Does Foreign Aid Work?

Via Andrew Leigh, a fascinating little piece of information:

This paper uses a new database on foreign aid to examine the
relationships among foreign aid, economic policies, and growth of per
capita GDP. In panel growth regressions for 56 developing countries and
six four-year periods (1970-93) the policies that have a large effect
on growth are fiscal surplus, inflation, and trade openness. We
construct an index of these three policies, interact it with foreign
aid, and instrument for both aid and aid interacted with policies. We
find that aid has a positive impact on growth in developing countries
with good fiscal, monetary, and trade policies. In the presence of poor
policies, on the other hand, aid has no positive effect on growth. This
result is robust in a variety of specifications that include or exclude
middle-income countries, include or exclude outliers, and treat
policies as exogenous or endogenous. We examine the determinants of
policy and find no evidence that aid has systematically affected
policies – either for good or for ill. We estimate an aid allocation
equation and show that any tendency for aid to reward good policies has
been overwhelmed by donors’ pursuit of their own strategic interests.
In a counterfactual we reallocate aid, reducing the role of donor
interests and increasing the importance of policy: such a reallocation
would have a large, positive effect on developing countries’ growth
rates.

Good policies first, the most important thing.
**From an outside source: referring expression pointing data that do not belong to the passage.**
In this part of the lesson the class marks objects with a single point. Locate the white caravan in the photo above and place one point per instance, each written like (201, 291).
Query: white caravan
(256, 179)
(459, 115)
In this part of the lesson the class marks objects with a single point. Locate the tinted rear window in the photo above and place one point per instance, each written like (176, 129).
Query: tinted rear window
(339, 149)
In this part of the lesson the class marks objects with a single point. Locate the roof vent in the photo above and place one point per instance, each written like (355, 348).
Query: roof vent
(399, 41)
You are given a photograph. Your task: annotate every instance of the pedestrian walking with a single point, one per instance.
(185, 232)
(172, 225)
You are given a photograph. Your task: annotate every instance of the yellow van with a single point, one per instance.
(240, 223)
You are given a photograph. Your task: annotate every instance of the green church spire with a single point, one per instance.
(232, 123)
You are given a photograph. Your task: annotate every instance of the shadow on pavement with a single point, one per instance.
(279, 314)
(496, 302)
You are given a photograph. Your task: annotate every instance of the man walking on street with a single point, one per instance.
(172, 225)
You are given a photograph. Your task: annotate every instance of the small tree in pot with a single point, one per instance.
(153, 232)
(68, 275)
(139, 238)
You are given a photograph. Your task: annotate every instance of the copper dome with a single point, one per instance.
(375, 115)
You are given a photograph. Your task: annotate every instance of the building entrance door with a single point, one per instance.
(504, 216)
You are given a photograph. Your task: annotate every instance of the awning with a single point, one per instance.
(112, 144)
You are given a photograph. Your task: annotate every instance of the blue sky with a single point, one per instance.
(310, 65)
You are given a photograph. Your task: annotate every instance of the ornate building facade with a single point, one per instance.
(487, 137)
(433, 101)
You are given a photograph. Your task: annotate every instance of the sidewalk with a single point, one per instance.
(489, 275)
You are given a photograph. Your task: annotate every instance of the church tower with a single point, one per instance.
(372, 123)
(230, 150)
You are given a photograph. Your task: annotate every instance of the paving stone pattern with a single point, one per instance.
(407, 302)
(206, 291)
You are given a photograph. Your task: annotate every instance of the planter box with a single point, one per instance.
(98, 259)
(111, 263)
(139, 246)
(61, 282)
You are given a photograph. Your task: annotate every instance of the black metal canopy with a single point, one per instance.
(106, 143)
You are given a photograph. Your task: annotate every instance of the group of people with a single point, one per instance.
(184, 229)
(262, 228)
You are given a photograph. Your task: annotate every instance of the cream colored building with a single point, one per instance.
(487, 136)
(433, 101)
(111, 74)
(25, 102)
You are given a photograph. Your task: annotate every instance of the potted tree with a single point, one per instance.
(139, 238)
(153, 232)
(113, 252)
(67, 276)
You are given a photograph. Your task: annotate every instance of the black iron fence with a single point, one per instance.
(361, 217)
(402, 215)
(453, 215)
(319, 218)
Who would have thought it?

3 responses

  1. The Globalisation Institute gave a link to a superb report that did this kind of work.
    It gave the fantastic line – especially if it is channelled through or in any way touches governments – that aid inevitably creates perverse incentives: the government is incentivised to make the country poor if that will increase the aid that is donated (and which they can scam off).
    I’ll drop you a link when I can find it – it’s a monster pdf.

  2. “a fascinating little piece of information”
    And only six years old! There’s been a bit more work done on the subject since then, I think you’ll find. Do try and catch up.

  3. Let me get this straight: aid works in countries that don’t need it and fails in countries that do.